On December 28, 2016, the VA issued Request for Proposal No. VA791-16-R-0086 (“the Solicitation”) seeking proposals to develop and manage community-based healthcare networks in the VA’s Community Care Network. The Solicitation stated that the Community Care Network was divided into four geographic regions, and that the VA contemplated awarding a maximum of one single-award, firm-fixed-price indefinite-delivery, indefinite-quantity contract per region. The Solicitation explained that the VA would conduct a negotiated best value determination based on four factors: (1) Technical, (2) Past Performance, (3) Socioeconomic Concerns, and (4) Price. The Solicitation stated that “[f]actors 1, 2, and 3 are listed in descending order of importance,” and that “[t]he non-price factors ․, when combined, are significantly more important than Price.” J.A. 542. The Technical factor was further divided into three subfactors, (1) Network Management and Claims Adjudication, (2) Management Approach, and (3) Corporate Experience/Capability.
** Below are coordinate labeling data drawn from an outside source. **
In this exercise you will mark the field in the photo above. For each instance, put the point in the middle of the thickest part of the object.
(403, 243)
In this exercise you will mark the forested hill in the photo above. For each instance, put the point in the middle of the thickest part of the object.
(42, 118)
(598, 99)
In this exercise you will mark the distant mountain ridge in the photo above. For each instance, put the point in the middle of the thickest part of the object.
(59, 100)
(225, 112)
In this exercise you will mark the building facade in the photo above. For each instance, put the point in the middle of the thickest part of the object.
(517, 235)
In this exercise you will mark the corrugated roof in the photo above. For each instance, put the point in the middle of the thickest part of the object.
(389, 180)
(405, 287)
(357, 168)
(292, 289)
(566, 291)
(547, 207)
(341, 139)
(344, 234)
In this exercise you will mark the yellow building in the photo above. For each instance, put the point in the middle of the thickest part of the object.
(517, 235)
The Solicitation stated that “subfactors 1 and 2 are of equal importance, and both individually are more importan[t] than subfactor 3.” Id. With respect to subfactor 3, the Solicitation required that each bidder:
Provide a general corporate background, experience, and qualifications of the organization to include any offeror’s joint venture partner(s) or affiliate(s)/parent organization(s) if the information provided shows that the workforce, management, facilities or other resources of the joint venture partner(s), affiliate(s)/parent organization(s) will bear on the likelihood of successful performance by the Offeror.
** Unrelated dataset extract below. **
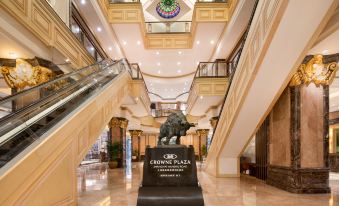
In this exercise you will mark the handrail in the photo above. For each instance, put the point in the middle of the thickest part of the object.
(235, 57)
(26, 91)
OPSS and WellPoint submitted bids for Region 3 of the Community Care Network (“Region 3”).1 Ultimately, the evaluation of the two competing bidders was as follows:
On December 14, 2018, the Source Selection Authority (“SSA”) isuued a Source Selection Decision (“the Decision”) awarding the Region 3 contract to OPSS.
This case concerns the VA’s evaluation of the Price factor and the Corporate Experience/Capability subfactor.
On January 22, 2019. WellPoint filed a protest with the United States Government Accountability Office (“GAO”), challenging several aspects of the VA’s award decision. The GAO denied WellPoint’s protest, finding “no basis [in the administrative record] to question the agency’s judgements in performing the evaluation.” J.A. 2372.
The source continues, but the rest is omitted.